Sometimes I wonder if I’ll utter that phrase when I’m a septuagenarian. Probably not considering most goods in America in the 2010s are mass produced in the Vietnams, Bangladeshes and Chinas of the world. That’s not to bash those countries, though. Many of the products are very well made, and priced much lower than any made in America product could. In fact, Tim Cook, chief executive of Apple claimed that only China had the skilled workers who were able to make the iPhone, whereas “[t]he U.S., over time, began to stop having as many vocational kind of skills”. I recognize and appreciate that benefit.

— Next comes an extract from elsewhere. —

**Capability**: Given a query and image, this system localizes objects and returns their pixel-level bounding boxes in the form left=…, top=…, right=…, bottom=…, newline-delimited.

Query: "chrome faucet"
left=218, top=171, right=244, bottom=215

One brand in America, though, Tanner Goods, does have the skills, and is making leather goods like they used to. After over a year of eyeing the Tanner Goods’ Classic Belt, I finally pulled the trigger and bought it.
The $100 retail price was hard to swallow as a college student. But the mind has its ways of rationalization. Hey, it’s a high quality belt and I’ll probably end up wearing it for the rest of my life. And it looks pretty versatile, so I’d probably wear almost every day.

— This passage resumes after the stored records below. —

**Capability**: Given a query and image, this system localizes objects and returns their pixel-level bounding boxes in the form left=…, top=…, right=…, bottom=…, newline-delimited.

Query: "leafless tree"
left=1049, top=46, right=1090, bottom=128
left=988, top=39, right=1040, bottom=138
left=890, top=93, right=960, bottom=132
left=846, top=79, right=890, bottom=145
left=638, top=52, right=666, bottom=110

Does the belt live up to the hype? Is it worth the money?
I’ve been wearing the belt for a few months now, and I’ll answer those questions and more in this Tanner Goods Classic Belt review. But first here some pros and cons.
- Sturdy – thick and burly, high quality English Bridle leather. Most belts in department stores are bicast leather, semi-plastic pieces of junk.

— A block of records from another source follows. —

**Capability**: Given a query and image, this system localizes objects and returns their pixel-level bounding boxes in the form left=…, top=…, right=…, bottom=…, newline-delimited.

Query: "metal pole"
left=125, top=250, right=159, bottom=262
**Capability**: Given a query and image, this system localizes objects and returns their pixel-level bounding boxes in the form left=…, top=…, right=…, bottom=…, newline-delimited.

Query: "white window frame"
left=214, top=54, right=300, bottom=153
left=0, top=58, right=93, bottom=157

- Very versatile – I purchased the belt in Cognac, which matches with pretty much everything. I’m a big fan of the color.
- Great width – it’s been hard to find a belt that’s the right width. The general rule of thumb is that thinner belts are usually more formal. I can wear the Tanner Goods belt with chinos, denim or even dress pants.
The leather is fairly stiff when you first start wearing it, but it’ll soften up after wearing it for a few months. The metalware is solid, and the belt is quite heavy.
- Slightly pricey
The belt fitting is pretty straight forward and the Tanner Goods website has a slider for determining your belt size based on your waist size on every belt product page.
With the belt width of 1.25 inches, it fits on most pants’ belt loops. From past experiences, some thicker belts (1.5 inches) sometimes don’t fit on the belt loops of chinos. The Classic Belt was just right.
Is it worth $100?
Not really. It’s a great product, that’s for sure, but $60-ish would probably be more reasonable. I guess you could say I’m supporting an American business and doing my part in creating American jobs.
I bought the belt because I couldn’t find anything just right in stores or online. Most of the belts at Macy’s were bonded leather and too long. Neither was I a fan of the designer belts at Nordstrom, which also were priced in the $300s. I considered Gustin’s belts, (which are in the $45-65 range) but they were too wide for my preference, at 1.5 inches.
I paid $85 for it during the Tanner Goods’ Black Friday sale, but any time of the year if you sign up for Tanner Goods’ email newsletter, you’ll receive a coupon code for 10% off your next purchase.
Overall this belt made from high quality materials, albeit slightly overpriced. The tag which accompanied the Classic belt bore the words “break them in. wear them well. pass them on.“, with the implicit meaning that it’ll last longer than my life will. While I’m skeptical about most marketing claims, I will admit, I believe this one.